Can the Fed end the crisis of confidence today at 2:15?

08/09/2011 1:10 pm EST


Jim Jubak

Founder and Editor,

What will Ben do—or more likely say?

This morning’s rally in U.S. stocks looks like a bet that Ben Bernanke’s Federal Reserve will calm the financial markets.

The Federal Reserve’s Open Market Committee began meeting at 8 a.m. New York time and is scheduled to issue a statement around 2:15 p.m. this afternoon. (Fed chairman Ben Bernanke isn’t scheduled to hold a press conference today. The Fed chairman conducts those only after 2-day Fed meetings like that in July.)

It’s not at all clear what the Fed can actually do. U.S. interest rates are already at 0%. The Fed has just finished a second program of quantitative easing that has stuffed its balance sheet with Treasuries. Do something dramatic? Doesn’t seem very likely.

Which would normally mean that the markets that have been so buoyant this morning would be doomed to disappointment this afternoon.

Except that a solid majority of the folks bidding up shares of Wall Street this morning aren’t expecting anything from the Fed more than talk.

Almost 60% of those surveyed by Bloomberg today expect that the Fed’s first move to address the crisis will be changing the language in its regular policy statement.
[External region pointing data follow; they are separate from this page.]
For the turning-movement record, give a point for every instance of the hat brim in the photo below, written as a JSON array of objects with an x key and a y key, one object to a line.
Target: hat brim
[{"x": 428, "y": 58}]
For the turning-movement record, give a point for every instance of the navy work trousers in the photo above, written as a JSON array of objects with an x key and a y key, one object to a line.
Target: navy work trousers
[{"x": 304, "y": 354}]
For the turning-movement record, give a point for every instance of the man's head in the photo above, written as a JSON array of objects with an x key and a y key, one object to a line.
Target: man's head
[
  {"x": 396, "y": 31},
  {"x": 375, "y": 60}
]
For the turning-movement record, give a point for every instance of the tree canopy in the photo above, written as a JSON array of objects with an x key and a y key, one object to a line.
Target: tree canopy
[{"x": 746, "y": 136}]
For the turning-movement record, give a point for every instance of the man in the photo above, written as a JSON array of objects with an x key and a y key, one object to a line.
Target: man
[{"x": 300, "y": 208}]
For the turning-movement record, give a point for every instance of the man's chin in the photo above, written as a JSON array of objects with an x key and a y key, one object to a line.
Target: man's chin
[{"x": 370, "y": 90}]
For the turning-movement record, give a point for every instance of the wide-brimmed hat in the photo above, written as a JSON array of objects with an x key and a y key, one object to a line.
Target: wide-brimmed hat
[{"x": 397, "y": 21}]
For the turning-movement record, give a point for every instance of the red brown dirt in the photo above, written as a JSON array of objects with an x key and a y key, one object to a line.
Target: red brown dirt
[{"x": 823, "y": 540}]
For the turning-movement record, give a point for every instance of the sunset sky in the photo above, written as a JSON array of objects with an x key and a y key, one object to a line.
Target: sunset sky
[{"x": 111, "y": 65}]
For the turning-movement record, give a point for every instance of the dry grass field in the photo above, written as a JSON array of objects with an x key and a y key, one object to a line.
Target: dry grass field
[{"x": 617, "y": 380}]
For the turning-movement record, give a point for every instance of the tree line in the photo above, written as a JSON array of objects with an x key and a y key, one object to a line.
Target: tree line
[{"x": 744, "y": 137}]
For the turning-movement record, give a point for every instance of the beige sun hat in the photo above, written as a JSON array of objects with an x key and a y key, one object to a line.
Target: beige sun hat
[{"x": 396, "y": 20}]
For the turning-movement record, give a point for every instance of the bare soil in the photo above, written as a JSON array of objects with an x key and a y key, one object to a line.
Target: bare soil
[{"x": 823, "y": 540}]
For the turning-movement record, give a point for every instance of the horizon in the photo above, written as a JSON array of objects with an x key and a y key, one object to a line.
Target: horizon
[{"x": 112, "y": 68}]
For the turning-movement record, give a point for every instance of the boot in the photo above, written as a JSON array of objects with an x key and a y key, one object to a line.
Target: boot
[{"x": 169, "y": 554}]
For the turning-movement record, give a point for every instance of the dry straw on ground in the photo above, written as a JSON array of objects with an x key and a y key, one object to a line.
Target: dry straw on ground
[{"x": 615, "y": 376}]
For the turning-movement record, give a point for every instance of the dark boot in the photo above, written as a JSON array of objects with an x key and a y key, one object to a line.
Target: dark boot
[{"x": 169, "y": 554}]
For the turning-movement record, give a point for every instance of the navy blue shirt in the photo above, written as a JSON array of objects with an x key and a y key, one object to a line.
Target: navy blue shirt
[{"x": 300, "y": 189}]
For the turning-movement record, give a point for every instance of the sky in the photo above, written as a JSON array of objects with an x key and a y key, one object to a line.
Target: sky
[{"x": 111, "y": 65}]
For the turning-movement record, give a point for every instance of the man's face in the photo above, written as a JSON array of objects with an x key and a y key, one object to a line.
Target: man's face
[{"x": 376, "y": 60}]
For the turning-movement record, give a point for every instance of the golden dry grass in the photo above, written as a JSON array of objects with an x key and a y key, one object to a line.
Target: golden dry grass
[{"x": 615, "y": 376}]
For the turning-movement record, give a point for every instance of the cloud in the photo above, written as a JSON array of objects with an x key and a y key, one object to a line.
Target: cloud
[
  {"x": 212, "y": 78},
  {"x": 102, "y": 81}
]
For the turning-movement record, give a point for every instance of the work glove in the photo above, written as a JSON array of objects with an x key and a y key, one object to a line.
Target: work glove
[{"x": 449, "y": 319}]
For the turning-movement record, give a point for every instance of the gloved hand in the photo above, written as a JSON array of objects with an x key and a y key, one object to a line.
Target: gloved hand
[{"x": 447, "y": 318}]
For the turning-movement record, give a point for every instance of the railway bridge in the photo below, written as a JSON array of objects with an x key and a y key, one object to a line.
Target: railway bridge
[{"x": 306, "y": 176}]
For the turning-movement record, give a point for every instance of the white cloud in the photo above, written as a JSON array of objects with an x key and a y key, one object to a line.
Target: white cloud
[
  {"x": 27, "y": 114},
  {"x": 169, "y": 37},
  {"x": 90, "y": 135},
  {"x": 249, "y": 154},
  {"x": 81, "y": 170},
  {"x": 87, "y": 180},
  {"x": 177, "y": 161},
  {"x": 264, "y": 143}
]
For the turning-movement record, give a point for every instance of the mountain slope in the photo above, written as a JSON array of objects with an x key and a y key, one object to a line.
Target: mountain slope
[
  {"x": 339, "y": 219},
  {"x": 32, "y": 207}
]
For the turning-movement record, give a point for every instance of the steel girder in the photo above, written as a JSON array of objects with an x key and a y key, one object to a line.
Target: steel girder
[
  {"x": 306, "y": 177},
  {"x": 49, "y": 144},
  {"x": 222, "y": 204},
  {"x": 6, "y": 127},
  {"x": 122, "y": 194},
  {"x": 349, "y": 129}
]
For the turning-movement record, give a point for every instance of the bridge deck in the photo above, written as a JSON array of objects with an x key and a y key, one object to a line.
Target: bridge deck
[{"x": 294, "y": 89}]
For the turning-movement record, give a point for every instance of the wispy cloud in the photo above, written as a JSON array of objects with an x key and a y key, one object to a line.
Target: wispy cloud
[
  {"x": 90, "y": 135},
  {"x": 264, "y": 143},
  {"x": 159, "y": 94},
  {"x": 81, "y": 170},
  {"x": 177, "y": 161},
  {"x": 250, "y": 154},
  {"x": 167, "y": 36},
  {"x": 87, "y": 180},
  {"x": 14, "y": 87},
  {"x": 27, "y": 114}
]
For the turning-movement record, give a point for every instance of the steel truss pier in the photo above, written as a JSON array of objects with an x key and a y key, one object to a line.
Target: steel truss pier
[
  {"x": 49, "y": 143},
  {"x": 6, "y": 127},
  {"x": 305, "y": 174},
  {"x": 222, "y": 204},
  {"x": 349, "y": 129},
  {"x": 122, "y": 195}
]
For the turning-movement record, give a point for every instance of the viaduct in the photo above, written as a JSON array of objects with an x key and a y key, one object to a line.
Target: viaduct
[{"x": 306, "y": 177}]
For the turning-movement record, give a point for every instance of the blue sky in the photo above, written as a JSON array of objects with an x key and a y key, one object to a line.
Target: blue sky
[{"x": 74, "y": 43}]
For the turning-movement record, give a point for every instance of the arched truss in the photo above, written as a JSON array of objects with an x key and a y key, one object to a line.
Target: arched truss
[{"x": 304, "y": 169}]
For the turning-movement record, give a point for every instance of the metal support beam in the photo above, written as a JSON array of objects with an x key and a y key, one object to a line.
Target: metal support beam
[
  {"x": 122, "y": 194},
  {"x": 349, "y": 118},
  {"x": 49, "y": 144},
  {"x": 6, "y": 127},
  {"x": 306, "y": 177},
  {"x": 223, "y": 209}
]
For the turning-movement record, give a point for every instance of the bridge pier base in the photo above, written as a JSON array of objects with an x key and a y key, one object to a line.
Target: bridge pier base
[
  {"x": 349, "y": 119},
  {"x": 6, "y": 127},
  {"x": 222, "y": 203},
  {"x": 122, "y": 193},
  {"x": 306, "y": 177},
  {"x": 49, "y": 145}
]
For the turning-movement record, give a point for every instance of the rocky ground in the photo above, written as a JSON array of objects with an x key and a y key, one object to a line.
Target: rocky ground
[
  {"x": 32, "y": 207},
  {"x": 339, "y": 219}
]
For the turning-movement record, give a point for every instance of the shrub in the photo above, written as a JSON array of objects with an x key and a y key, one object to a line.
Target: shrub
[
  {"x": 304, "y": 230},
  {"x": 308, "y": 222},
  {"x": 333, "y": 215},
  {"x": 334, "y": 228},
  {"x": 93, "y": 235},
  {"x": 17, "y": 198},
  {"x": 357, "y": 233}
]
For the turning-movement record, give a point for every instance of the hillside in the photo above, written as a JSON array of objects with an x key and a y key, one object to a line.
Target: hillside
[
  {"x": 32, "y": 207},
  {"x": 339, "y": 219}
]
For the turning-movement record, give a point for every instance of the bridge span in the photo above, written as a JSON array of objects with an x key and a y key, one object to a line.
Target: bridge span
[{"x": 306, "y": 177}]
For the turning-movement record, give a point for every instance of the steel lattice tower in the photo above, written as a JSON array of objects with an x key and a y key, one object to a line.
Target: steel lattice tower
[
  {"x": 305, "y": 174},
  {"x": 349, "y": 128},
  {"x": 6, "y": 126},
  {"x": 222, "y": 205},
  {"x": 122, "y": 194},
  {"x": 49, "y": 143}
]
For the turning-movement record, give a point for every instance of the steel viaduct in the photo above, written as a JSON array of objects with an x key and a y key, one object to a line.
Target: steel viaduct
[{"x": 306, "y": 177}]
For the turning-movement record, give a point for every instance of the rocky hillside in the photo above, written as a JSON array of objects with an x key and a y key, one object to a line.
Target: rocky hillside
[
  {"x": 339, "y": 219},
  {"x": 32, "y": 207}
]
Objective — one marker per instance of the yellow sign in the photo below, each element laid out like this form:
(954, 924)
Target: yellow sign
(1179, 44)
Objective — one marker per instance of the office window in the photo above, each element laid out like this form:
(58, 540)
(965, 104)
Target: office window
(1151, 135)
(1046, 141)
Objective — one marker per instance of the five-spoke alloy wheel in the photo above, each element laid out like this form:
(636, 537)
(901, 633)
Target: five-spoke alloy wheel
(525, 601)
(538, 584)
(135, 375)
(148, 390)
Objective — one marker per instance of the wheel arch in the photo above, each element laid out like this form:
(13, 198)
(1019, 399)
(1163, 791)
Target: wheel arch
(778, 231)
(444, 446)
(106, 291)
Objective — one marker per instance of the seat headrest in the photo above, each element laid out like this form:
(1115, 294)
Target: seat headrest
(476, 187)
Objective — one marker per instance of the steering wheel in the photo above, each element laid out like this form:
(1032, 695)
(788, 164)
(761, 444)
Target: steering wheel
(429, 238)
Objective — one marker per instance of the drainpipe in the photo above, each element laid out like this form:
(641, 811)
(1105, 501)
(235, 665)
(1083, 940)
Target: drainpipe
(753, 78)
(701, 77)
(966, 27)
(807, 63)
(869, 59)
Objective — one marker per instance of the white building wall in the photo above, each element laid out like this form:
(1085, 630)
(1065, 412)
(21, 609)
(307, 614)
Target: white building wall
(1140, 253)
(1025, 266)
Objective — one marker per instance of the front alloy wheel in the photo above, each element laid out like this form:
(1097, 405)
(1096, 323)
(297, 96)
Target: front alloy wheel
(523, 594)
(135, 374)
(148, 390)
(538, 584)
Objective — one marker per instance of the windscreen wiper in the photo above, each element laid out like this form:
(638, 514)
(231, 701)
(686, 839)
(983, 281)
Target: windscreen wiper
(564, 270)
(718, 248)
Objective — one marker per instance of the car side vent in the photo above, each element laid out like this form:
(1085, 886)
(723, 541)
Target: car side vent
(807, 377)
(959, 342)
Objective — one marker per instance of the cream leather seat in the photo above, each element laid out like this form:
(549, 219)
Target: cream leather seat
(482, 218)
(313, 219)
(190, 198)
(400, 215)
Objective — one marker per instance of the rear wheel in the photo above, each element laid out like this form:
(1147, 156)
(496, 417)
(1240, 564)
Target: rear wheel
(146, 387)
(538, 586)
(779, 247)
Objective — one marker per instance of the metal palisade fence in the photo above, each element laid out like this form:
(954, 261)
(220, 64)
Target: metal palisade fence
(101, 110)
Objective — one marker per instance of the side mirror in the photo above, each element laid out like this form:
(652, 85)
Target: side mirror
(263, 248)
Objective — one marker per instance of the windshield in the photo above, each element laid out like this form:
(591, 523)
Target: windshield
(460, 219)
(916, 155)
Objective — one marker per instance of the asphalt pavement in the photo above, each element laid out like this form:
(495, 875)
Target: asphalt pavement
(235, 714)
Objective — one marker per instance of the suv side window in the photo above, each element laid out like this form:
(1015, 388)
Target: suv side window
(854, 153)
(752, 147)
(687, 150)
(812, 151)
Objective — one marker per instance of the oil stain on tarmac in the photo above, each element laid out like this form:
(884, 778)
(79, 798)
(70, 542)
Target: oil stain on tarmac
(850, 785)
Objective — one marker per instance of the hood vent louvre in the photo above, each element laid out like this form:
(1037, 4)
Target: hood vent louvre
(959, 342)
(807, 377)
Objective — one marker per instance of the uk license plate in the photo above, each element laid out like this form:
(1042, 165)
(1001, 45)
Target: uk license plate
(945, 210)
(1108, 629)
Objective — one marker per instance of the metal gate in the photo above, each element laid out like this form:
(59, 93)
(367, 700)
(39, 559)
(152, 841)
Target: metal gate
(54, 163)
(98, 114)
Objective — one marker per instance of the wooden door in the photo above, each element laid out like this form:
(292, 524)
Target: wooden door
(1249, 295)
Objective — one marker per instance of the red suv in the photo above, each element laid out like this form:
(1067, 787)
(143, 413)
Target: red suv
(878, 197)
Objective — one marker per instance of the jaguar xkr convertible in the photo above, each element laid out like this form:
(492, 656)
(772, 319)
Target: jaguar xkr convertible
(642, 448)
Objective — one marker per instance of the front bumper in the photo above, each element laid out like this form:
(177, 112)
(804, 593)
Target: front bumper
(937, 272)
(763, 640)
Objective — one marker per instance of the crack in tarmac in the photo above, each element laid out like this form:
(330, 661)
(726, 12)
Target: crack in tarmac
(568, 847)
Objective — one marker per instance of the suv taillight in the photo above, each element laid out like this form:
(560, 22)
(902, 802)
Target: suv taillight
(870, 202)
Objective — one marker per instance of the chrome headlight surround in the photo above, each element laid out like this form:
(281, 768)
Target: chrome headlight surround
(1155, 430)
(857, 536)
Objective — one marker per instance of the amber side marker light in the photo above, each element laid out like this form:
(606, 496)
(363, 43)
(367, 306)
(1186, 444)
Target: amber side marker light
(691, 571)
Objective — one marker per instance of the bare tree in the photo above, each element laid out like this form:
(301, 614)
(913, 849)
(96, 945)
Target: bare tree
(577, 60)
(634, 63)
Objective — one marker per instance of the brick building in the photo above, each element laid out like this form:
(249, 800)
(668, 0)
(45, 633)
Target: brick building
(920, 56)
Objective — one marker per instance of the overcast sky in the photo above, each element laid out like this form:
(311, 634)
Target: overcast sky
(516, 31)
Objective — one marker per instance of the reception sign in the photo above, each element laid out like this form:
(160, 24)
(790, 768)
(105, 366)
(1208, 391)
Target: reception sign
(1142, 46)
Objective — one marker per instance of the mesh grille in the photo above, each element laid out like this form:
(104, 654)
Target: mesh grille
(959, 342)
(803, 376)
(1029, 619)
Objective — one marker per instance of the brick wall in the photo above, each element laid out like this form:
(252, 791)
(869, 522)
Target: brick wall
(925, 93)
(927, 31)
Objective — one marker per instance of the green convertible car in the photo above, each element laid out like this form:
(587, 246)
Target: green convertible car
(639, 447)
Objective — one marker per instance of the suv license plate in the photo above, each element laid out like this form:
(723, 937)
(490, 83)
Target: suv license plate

The consensus hope is that the Fed will say that the economic slowdown is persisting longer than expected—that would clear the way for the Fed to act in in the future. In addition Wall Street is expecting that the Fed will indicate that it has put off any plans to reduce its portfolio of Treasuries by letting its balance sheet gradually shrink when bonds mature.

Instead the market thinks the Fed will say that it will keep its portfolio at a record size for an extended period. (In July Bernanke indicated that this phrase meant at least two or three more Fed meetings. The Fed might today indicate that this definition has expanded.) There are even those in the financial community that expect the Fed to indicate that it will replace short-term Treasuries as they mature with long-term term Treasuries. That would have the effect of keeping the Fed’s portfolio at its current size for a longer period and would probably push down long-term interest rates in the United States.

Obviously watch the U.S stock market after the Fed releases its statement to see if the actual language is a disappointment. If the U.S. markets remain positive on the Fed’s words, then turn your eyes to Asia overnight to see if those markets are buying into the U.S. market reaction.

It’s that kind of momentum, where buying moves from one set of global markets to another, that’s needed to end the current crisis of confidence.